En fait, j’étais invité par les leaders de l’Union des tribunaux islamiques pour les aider à construire des passerelles avec le gouvernement provisoire, dont je connaissais les membres. J’ai fait plusieurs allers-retours entre Mogadiscio et Baïdoa, qui était le siège du gouvernement. Je devais retourner en Somalie en 2007 pour poursuivre ma mission, mais, entre-temps, l’armée éthiopienne est intervenue pour déloger les islamistes. J’étais très déçu par les agents du gouvernement ­transitoire, qui prônaient officiellement la négociation, mais avaient fait secrètement appel aux Éthiopiens. J’ai été très naïf dans cette affaire.

Qu’est-ce qui peut encore sauver la Somalie ?

Ses femmes. Mais la société somalienne est profondément misogyne. Elle privilégie les hommes, alors que ce sont les femmes qui portent la famille et les valeurs de la cohésion sociale. Dans la maison, c’est elles qui font tout. J’ai vu cela chez moi, où mon père se comportait comme un petit dictateur et ma mère devait se soumettre à ses moindres caprices. Pourtant, c’était elle qui avait les idées claires. Ma mère était une poétesse d’un certain renom, ouverte à la vie de l’esprit et des idées.
La guerre civile a révélé les hommes somaliens pour ce qu’ils sont, des fantômes inutiles, fragiles, alors que les femmes se battent pour aider les leurs à survivre aux désastres et aux catastrophes qui s’abattent sur le pays.

Vous racontez avec beaucoup d’empathie les souffrances que la tradition inflige aux femmes : l’excision, les mariages forcés, le port du voile.

Cette burqa noire qu’on oblige maintenant les femmes à porter et qui les couvre de la tête aux pieds est une véritable honte. Voiler les femmes de la tête aux pieds n’est pas une tradition somalienne. La mode de la burqa a été importée de l’Afghanistan et de l’Arabie saoudite juste avant l’entrée victorieuse des islamistes à Mogadiscio, en 2006. Beaucoup de femmes portent la burqa parce qu’elle les protège du viol, qui est malheureusement monnaie courante aujourd’hui. Mais à la moindre occasion, elles l’enlèvent. Pour respirer, pour être libres.

Estimez-vous que l’écrivain a une responsabilité envers son pays ?

Je crois que ma seule responsabilité en tant qu’écrivain est de bien écrire.
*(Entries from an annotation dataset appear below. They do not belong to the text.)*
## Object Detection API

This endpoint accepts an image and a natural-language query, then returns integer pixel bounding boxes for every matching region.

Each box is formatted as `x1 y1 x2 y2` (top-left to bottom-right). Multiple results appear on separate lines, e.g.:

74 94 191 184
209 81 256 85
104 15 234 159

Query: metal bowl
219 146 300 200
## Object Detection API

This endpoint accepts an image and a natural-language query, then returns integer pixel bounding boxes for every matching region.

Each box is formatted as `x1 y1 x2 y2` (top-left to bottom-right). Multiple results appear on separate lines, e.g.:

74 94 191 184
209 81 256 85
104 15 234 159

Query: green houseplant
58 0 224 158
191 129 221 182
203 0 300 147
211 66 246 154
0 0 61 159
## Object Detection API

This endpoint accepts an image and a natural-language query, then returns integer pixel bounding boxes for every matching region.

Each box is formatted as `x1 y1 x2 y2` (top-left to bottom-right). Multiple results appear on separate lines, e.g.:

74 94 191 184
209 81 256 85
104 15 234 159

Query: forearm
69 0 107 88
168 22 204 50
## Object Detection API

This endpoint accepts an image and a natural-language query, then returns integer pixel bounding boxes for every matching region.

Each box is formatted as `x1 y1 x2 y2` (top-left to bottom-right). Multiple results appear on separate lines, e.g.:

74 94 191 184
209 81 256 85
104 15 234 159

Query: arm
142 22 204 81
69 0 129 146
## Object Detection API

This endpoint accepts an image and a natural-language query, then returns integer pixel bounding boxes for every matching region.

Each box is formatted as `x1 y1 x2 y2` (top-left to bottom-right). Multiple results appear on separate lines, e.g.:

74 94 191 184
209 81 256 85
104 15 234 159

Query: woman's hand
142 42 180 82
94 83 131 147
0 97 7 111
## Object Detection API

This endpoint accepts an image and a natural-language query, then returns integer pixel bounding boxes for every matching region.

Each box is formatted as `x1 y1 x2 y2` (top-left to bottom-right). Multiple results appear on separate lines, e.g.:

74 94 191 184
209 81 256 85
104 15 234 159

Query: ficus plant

J’ai essayé d’être fidèle à cette mission. Si j’ai situé mes récits en Somalie, c’est tout simplement parce que j’ai une connaissance intime de ce pays, un pays que je porte en moi où que j’aille. C’est donc tout naturellement que je suis devenu le chroniqueur de ses heurs et malheurs, de sa réalité qui est, comme souvent en Afrique, plus fantastique que la fiction.